Scientific classification
- Kingdom: Animalia
- Phylum: Chordata
- Class: Actinopterygii
- Order: Acanthuriformes
- Family: Lutjanidae
- Genus: Lutjanus
- Species: L. goreensis
- Binomial name: Lutjanus goreensis (Valenciennes, 1830)
- Synonyms: Mesoprion goreensis Valenciennes, 1830; Lutjanus guineensis Bleeker, 1863;

= Gorean snapper =

- Authority: (Valenciennes, 1830)
- Conservation status: DD
- Synonyms: Mesoprion goreensis Valenciennes, 1830, Lutjanus guineensis Bleeker, 1863

Species of fish

The Gorean snapper (Lutjanus goreensis) is a species of marine ray-finned fish, a snapper belonging to the family Lutjanidae. It is found in the eastern Atlantic Ocean.

==Taxonomy==
The Gorean snapper was first formally described in 1830 as Mesoprion goreensis by the French zoologist Achille Valenciennes with the type locality given as Gorée in Senegal. The specific name refers to the type locality of Gorée.

==Description==
The Gorean snapper has a relatively deep body with a pointed snout and a steeply sloping forehead. The vomerine teeth are arranged in a triangular patch with a clearly rearwards extension. The dorsal fin has 10 spines and 14 soft rays while the anal fin has 3 spines and 8 soft rays. The pectoral fins contain 16 rays and are relatively short, not extending as far as the anus, and the caudal fin is slightly emarginate. This fish attains a maximum total length of 80 cm, although 50 cm is more typical. The back and upper flanks are vivid pink or reddish while the lower flanks and abdomen are silvery-white. There is a thin blue band or line of broken spots underneath the eye. The smaller individuals found in shallow water are mainly brownish in colour.

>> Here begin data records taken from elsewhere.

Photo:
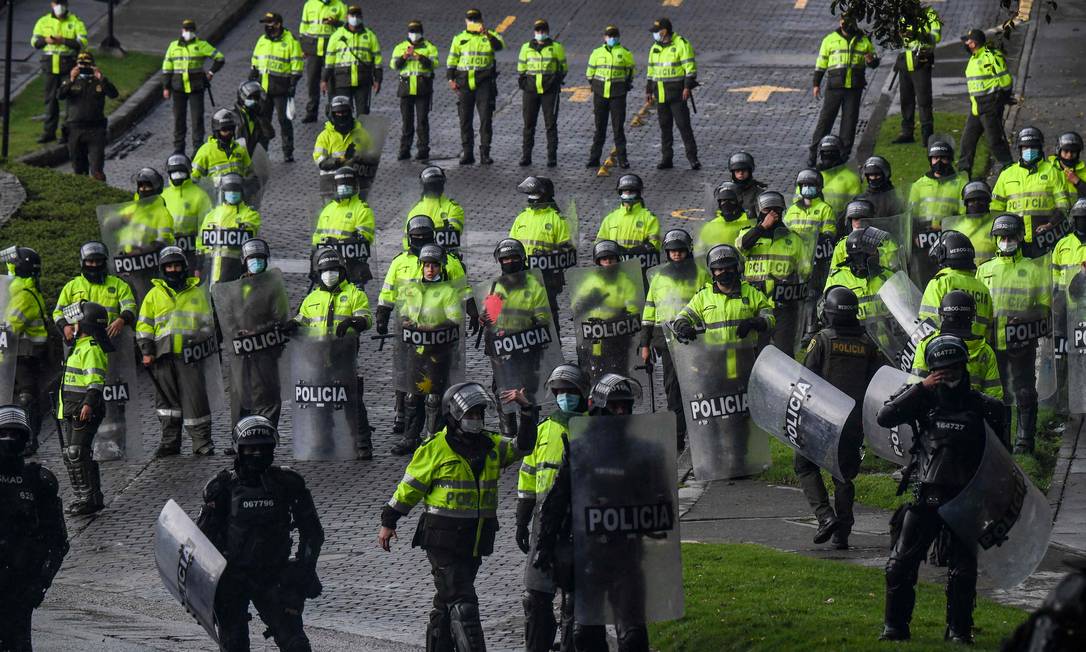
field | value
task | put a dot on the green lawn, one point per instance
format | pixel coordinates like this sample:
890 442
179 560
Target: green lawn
909 162
127 74
57 218
744 597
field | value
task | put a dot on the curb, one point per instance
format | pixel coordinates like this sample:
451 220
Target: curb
147 96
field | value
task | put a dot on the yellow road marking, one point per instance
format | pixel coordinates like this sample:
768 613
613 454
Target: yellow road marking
578 93
760 93
505 24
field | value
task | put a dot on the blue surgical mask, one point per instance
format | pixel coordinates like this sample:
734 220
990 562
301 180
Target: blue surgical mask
568 402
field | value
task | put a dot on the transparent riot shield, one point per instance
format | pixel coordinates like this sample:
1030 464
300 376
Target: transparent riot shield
9 345
892 444
1076 343
318 378
120 434
189 565
1002 517
606 304
133 241
724 441
251 312
898 339
799 408
627 561
518 333
428 336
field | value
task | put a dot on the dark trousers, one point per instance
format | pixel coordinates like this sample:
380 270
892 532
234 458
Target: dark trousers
314 66
360 96
914 91
277 104
810 479
919 529
415 110
532 104
989 123
482 100
845 101
180 398
281 611
186 104
602 110
671 114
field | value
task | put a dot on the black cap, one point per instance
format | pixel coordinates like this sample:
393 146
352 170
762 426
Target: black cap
975 35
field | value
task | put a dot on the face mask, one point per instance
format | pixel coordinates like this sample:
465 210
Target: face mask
330 278
1031 154
471 426
568 402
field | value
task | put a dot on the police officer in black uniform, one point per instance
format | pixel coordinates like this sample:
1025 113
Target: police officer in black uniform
843 354
249 513
948 418
33 536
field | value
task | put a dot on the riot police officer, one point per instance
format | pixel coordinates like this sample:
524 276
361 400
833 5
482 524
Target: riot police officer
670 288
455 475
954 253
843 354
80 408
949 418
1021 295
730 220
570 388
35 537
248 514
957 313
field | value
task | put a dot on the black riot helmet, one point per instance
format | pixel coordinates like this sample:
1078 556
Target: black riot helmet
831 151
341 114
954 250
876 171
510 248
957 311
178 168
148 183
841 306
614 395
976 196
92 259
432 179
605 249
419 233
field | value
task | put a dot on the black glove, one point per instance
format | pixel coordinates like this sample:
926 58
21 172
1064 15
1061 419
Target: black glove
383 313
523 538
684 330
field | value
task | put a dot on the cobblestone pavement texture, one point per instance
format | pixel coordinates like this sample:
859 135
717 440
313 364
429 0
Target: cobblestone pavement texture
368 592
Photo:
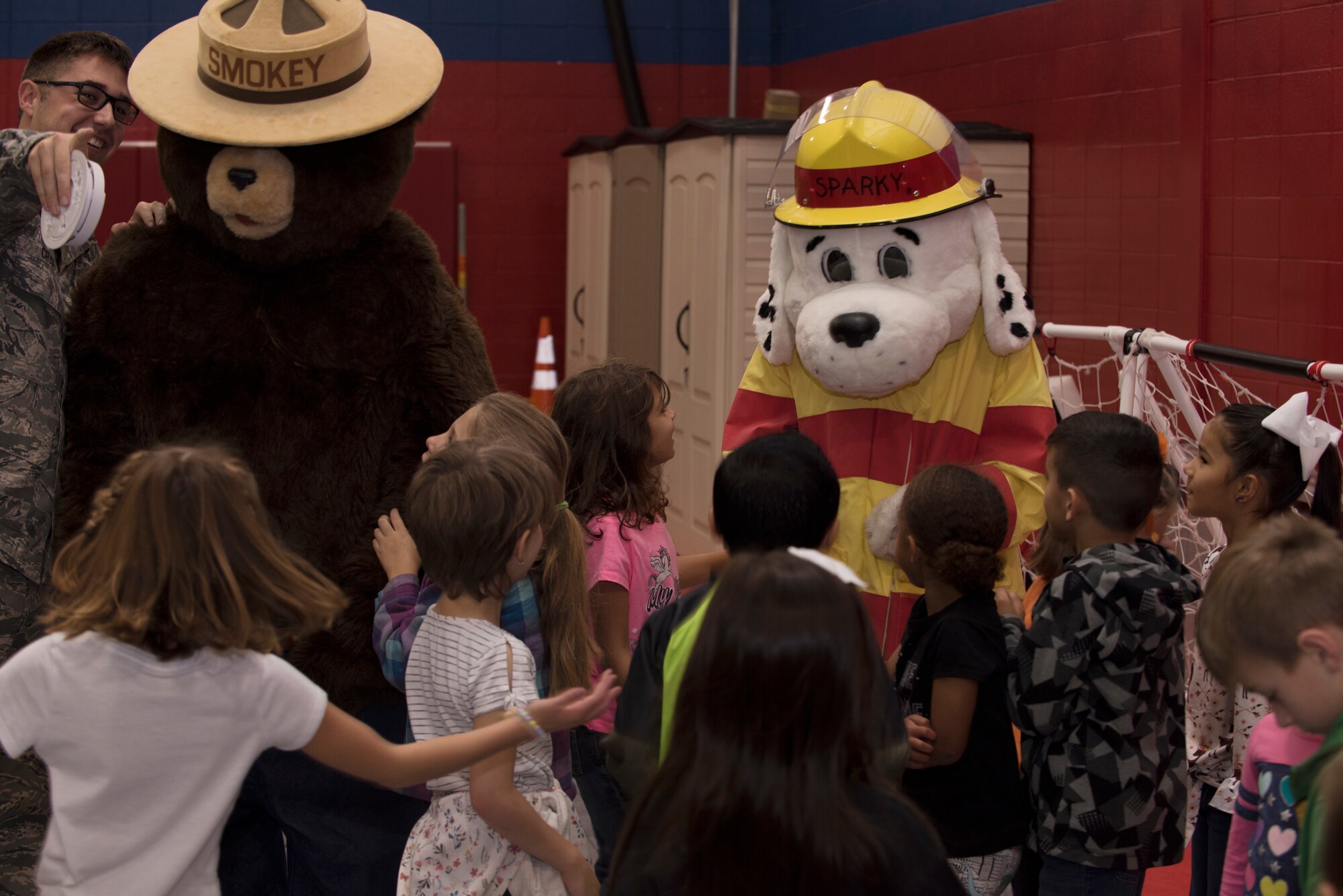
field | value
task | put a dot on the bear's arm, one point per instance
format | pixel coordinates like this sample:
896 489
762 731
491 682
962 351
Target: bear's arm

==Distribution and habitat==
The Gorean snapper is found in the eastern Atlantic Ocean. Its range extends along the western coast of Africa from Senegal in the north to Angola in the south, although it is less common south of the Congo River. It has also been found in the Cape Verde Islands, the Canary Islands and Madeira. The adults occur over rocky substrates and in near coral reefs. The juveniles are often recorded in coastal waters, especially estuaries and occasionally in the lower reaches of rivers. It has a depth range of 0 to 50 m>

==Biology==
The Gorean snapper is a predatory species which feeds on other fishes and larger benthic invertebrates.

==Fisheries and conservation==
The Gorean snapper is a target for commercial and artisanal fisheries throughout its range and it is taken mainly with seines, hook and line and by spearfishing. It is also caught using handlines, fixed bottom nets and trawl nets. The catch is usually sold as fresh fish. It is cultured in the brackish water zone of the Niger Delta, alongside L. agennes and the total estimated yield is 1,415 kg per hectare per annum. There is very little data on landings or the biology of this species and therefore the IUCN categorise it as Data Deficient but state that it may be vulnerable to overfishing and that its true status may be Near Threatened or Vulnerable.